Be Prepared to Pay More at the Pump from June

(The views and opinions expressed in this article are those of the attributed sources and do not necessarily reflect the position of Rigzone or the author.)
In this week’s edition of oil and gas industry hits and misses, Rigzone’s regular market watchers focus on pump prices, lease sales, Covid trends and more. Read on for more detail.
Rigzone: What were some market expectations that actually occurred during the past week – and which expectations did not?
Hillary Stevenson, Director, Industry Relations at oil and gas data firm Validere: Cushing inventories decreased 185,000 barrels to 26.152 million barrels last week, remaining bounded in a 22-to-30-million-barrel inventory range with price backwardation and strong refinery demand. U.S. refinery utilization was 91 percent last week, six percent higher than year-ago levels. Refineries and fuel blenders are preparing to shift to summer-grade gasoline ahead of the federally mandated May 1 switchover date. Summer grade gasoline has a lower RVP than winter blends, which makes it more environmentally friendly, but also more expensive. End-users should be prepared to pay more at the pump starting June 1.
Phil Kangas, Advisory Leader for Natural Resources & Mining, Grant Thornton LLP: Last week the Biden administration announced it will auction oil and gas leases on federal lands, a move that had been anticipated given pressures to address supply shortages.
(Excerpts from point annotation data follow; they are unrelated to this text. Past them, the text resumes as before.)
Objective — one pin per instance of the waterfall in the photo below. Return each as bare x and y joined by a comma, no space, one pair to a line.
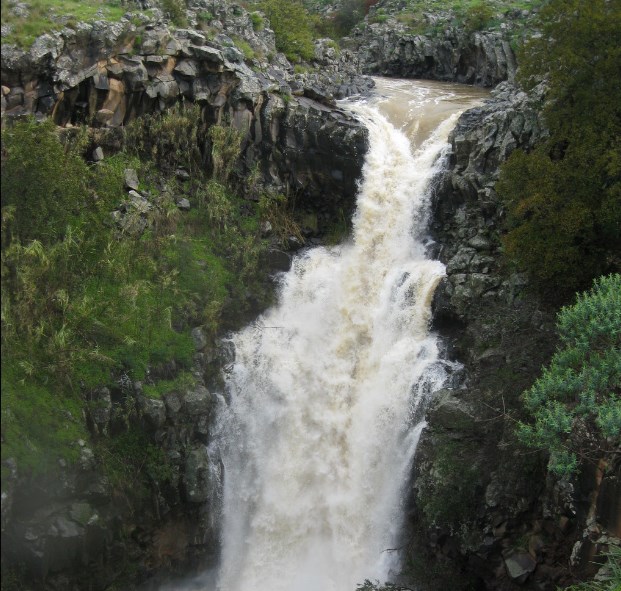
328,388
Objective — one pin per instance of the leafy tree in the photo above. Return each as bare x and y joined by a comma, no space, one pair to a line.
576,403
292,27
564,198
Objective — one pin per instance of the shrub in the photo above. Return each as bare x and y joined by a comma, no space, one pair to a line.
478,16
257,21
43,182
576,403
292,27
563,199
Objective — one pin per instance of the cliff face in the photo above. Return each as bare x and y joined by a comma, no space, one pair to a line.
481,504
477,503
109,74
483,58
76,529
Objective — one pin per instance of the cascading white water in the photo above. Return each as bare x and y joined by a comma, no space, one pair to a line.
327,387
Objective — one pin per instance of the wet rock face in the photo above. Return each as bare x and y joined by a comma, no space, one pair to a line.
483,58
78,529
478,497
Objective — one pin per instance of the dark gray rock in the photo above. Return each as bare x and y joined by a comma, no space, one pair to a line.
519,565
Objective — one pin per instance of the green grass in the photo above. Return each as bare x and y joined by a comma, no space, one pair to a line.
85,304
50,15
470,15
40,424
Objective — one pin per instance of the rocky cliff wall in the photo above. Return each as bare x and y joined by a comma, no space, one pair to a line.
106,75
76,529
483,58
484,511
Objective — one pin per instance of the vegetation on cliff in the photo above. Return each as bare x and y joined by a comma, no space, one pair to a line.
564,198
576,403
86,303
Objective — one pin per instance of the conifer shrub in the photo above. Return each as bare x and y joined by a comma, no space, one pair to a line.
576,403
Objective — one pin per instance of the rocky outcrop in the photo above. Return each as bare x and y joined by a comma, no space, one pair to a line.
484,58
95,524
107,75
481,504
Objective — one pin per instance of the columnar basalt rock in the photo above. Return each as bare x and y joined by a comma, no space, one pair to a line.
106,75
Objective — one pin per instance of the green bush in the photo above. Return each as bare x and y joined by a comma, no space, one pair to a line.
43,182
257,21
293,28
576,403
478,16
84,305
564,198
176,11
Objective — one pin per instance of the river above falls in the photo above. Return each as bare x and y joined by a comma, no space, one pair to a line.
327,394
The move includes 144,000 acres located in nine states up for lease, approximately 80 percent less than the 733,000 acres of land nominated by industry. In addition, the Department of Interior’s Bureau of Land Management is increasing royalty rates on federal leases to 18.75 percent from 12.5 percent. The increase had been anticipated since a report last fall acknowledged the disparity between private and public royalty rates. The announcements were lauded and criticized by both climate activists and oil and gas industry groups, likely a sign that the moves represent good policy.
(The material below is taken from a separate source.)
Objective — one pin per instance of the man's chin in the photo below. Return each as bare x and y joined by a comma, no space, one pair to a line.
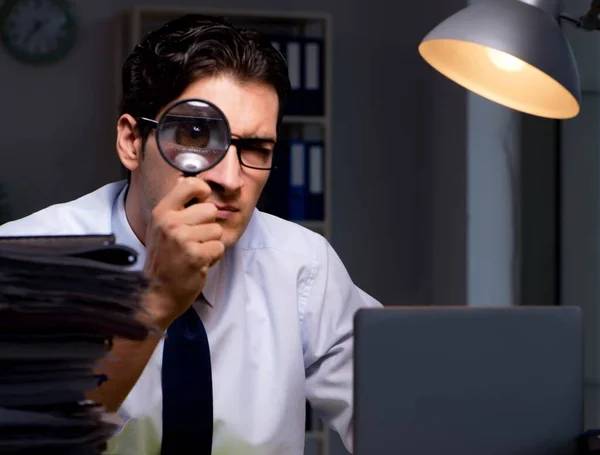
230,234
Rigzone: What were some market surprises?
Stevenson: Henry Hub NYMEX spot prices hit the highest price since 2021 winter storm Uri on April 18. Prices were driven higher by a combination of lower than normal temperatures throughout most of the lower 48 and strengthening international demand. Higher domestic and international demand contributed to U.S. natural gas storage volumes exiting the heating season 16.8 percent lower than the five-year average, according to EIA data.
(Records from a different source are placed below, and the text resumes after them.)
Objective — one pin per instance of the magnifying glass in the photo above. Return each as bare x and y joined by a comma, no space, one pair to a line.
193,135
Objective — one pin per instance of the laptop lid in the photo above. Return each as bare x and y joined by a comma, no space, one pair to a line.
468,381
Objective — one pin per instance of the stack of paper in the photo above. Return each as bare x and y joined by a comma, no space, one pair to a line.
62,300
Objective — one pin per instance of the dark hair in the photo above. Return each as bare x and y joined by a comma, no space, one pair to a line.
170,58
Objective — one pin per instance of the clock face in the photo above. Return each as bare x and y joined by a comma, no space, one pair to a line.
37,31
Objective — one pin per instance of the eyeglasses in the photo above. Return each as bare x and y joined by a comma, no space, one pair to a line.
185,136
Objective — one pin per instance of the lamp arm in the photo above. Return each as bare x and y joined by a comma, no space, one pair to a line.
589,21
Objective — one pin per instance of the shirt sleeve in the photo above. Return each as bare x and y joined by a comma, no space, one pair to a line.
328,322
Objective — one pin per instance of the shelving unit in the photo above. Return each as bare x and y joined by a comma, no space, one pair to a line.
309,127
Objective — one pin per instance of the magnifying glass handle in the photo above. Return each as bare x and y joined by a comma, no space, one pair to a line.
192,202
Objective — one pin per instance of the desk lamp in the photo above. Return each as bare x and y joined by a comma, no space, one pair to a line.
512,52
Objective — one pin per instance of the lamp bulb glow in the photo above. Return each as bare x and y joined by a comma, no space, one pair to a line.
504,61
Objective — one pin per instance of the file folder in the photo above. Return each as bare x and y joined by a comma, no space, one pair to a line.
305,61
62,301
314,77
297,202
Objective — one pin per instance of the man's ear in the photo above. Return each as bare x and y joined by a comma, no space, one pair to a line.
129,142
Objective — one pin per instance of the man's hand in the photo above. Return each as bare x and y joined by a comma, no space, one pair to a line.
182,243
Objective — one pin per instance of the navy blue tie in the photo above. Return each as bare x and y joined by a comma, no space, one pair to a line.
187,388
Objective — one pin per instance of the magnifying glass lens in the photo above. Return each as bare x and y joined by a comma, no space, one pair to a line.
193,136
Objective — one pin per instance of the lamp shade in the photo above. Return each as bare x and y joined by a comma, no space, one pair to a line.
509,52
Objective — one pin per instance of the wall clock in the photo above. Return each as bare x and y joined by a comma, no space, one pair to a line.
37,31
Kangas: Responding to a March Covid surge, Chinese officials locked down the financial hub Shanghai, affecting a population nearly the size of the State of Texas. Given the scope of these actions, last week both OPEC and the International Energy Agency (IEA) cut their 2022 demand forecasts. The previous month’s IEA short term energy outlook report had warned of a supply shortage, with much of Russia’s production having been taken out of the market based on the international response to the ongoing conflict in Ukraine. The lockdown in China, coupled with substantial production increases from the U.S., OPEC and other non-OPEC producing nations, appears for now to have modulated the market imbalance.